Many organic waste products can be decomposed in ‘digesters’ - basically tanks full of (for example) the residues left over from brewing beer, where microbes break down the organic matter further, producing methane and CO2 as byproducts. In some cases such infrastructure is described as a ‘biorefinery’ - in short an ‘oil refinery’ that uses organic matter instead of oil as its input.
Energy Storage in Flow Batteries
Flow batteries have tanks with separate reactants, which are situated between electrodes where they chemically react to product electricity. The reaction product flows ‘out’ and is stored in a third tank. When the process is reversed, the chemical product of the electricity generation ‘flows backwards’ through the electrodes, where it is converted back to the original reactants. Companies are starting to commercialize these. While their viability isn’t yet clear, it’s worth noting that the ‘power storage’ situation is close to solution at the municipal scale.
People that build and maintain oil tanks probably wouldn’t give one of these a second thought. In short, another tank, another project, another contract. Often these would be built either in the area of, or to replace, oil storage tanks.
One side effect of such chemical reactions is heat (regardless of reaction direction). Such heat could be used to heat green houses, pools, or public buildings such as schools or airport terminals.

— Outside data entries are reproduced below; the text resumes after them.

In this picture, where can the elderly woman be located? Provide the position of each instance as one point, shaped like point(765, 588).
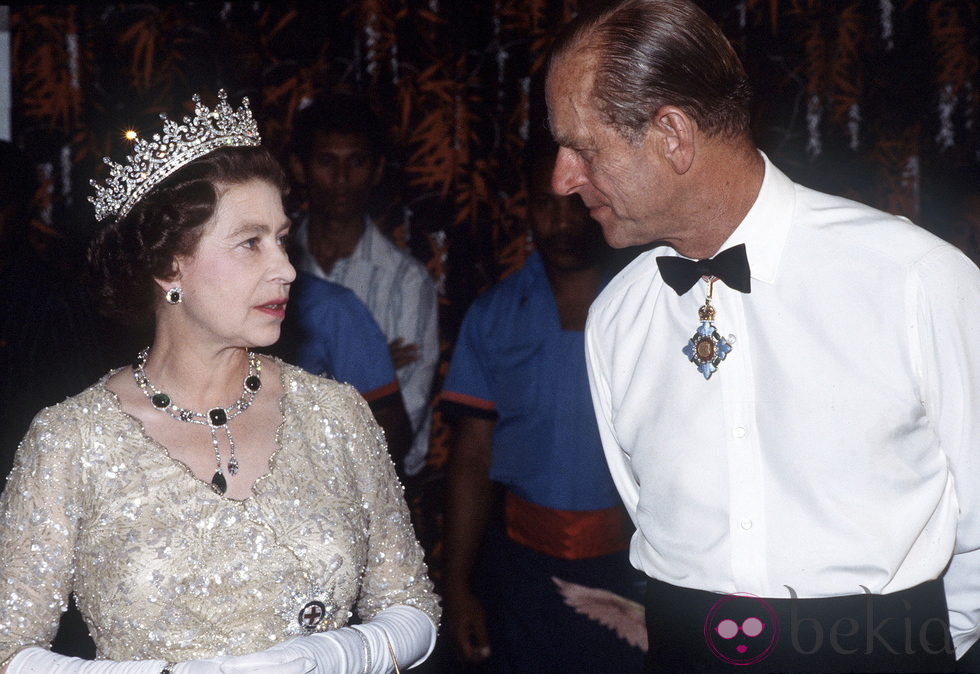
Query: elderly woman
point(213, 510)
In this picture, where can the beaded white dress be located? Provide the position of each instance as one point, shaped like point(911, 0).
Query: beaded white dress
point(165, 568)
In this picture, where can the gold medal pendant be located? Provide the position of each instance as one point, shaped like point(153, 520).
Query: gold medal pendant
point(706, 349)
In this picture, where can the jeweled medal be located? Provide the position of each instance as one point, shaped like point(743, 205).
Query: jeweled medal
point(706, 349)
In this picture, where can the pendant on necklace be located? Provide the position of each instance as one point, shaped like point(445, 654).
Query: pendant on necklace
point(706, 349)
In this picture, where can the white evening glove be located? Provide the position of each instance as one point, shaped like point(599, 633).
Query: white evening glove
point(361, 649)
point(42, 661)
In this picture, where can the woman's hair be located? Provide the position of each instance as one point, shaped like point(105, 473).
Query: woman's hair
point(651, 53)
point(128, 254)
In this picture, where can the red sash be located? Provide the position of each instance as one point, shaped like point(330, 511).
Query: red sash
point(567, 534)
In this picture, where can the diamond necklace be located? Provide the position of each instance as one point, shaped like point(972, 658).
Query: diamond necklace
point(214, 418)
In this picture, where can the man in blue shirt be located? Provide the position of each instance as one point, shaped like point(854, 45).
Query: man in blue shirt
point(518, 387)
point(328, 331)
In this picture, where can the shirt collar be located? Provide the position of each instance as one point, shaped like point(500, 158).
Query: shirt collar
point(766, 226)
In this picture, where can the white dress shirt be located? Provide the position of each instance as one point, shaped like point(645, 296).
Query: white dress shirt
point(401, 297)
point(838, 444)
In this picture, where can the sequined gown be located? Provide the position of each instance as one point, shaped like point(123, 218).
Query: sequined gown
point(165, 568)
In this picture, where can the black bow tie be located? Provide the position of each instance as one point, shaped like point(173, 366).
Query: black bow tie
point(731, 266)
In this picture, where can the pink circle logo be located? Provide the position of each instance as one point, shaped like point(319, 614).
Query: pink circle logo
point(741, 632)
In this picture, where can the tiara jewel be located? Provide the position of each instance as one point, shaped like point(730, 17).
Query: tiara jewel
point(180, 144)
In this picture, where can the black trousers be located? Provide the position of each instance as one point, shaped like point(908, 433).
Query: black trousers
point(696, 631)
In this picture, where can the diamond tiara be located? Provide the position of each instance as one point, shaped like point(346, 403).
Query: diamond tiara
point(180, 144)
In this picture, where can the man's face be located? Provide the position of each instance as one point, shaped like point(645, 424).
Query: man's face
point(340, 173)
point(626, 186)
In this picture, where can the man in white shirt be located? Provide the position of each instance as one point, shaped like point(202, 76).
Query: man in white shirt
point(794, 420)
point(338, 155)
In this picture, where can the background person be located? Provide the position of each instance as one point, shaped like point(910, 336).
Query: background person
point(809, 420)
point(328, 331)
point(518, 389)
point(338, 156)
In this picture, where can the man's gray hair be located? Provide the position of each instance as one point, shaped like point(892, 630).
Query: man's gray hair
point(652, 53)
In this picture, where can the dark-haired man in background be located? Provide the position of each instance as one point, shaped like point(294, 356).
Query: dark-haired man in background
point(338, 155)
point(787, 389)
point(519, 393)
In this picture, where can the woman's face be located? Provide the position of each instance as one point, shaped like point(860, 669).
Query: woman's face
point(236, 283)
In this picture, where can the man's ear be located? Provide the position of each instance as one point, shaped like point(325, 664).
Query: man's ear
point(379, 171)
point(299, 171)
point(677, 132)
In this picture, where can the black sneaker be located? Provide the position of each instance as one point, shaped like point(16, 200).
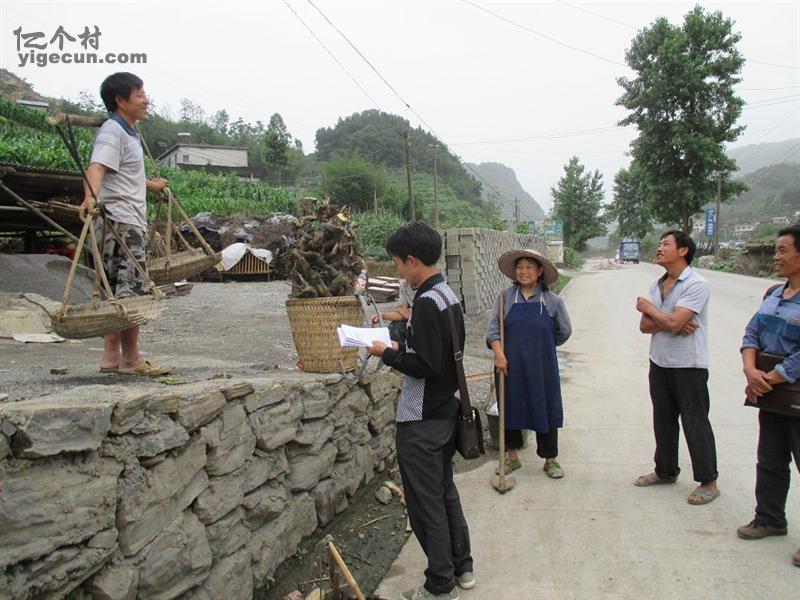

Sequestration and Security
CO2 in the atmosphere is eventually going to be taken up by organisms, and is ‘sequestered’ in plant mass. The current conventional wisdom is that if we stopped emitting CO2, it would take 100 years to return to preindustrial norms. When one has wells and coal mines, one already has the plumbing and repository for various forms of carbon. As renewable energy gets cheaper, at some point it becomes viable to simply convert CO2 back into either coal or oil (or something analogous, such as middleweight alkanes and/or anthracene). These would be pumped or deposited into ‘strategic reserves’. This would be a means for ‘managing’ levels of CO2 and other greenhouse gasses. Such reserves would be situated in ways to make them useful near major markets - thus they would be near refineries and/or power plants.
Resources and Resolution
At present, ‘energy resources’ are viewed as reservoirs of oil, gas, coal, or other minerals (uranium, for instance). However, increasingly ‘resources’ are a mix of infrastructure and engineering talent - wind farms, solar plants, pipelines, and skills to build and maintain energy gathering infrastructure. A county’s ‘energy security’ is just as much a matter of knowing how to acquire and deploy renewable energy as it is having control over hydrocarbon deposits. Businesses should focus on maintaining a diversified portfolio of both natural and human energy resources - oil, gas, biomass, and turbines; but also engineering talent, patents, demand management, and refining/conversion plants. The focus should be on making sure that consumers have reliable access to power, water, and fuel; and that the resource portfolio be periodically rebalanced to exploit lower costs and greater efficiencies.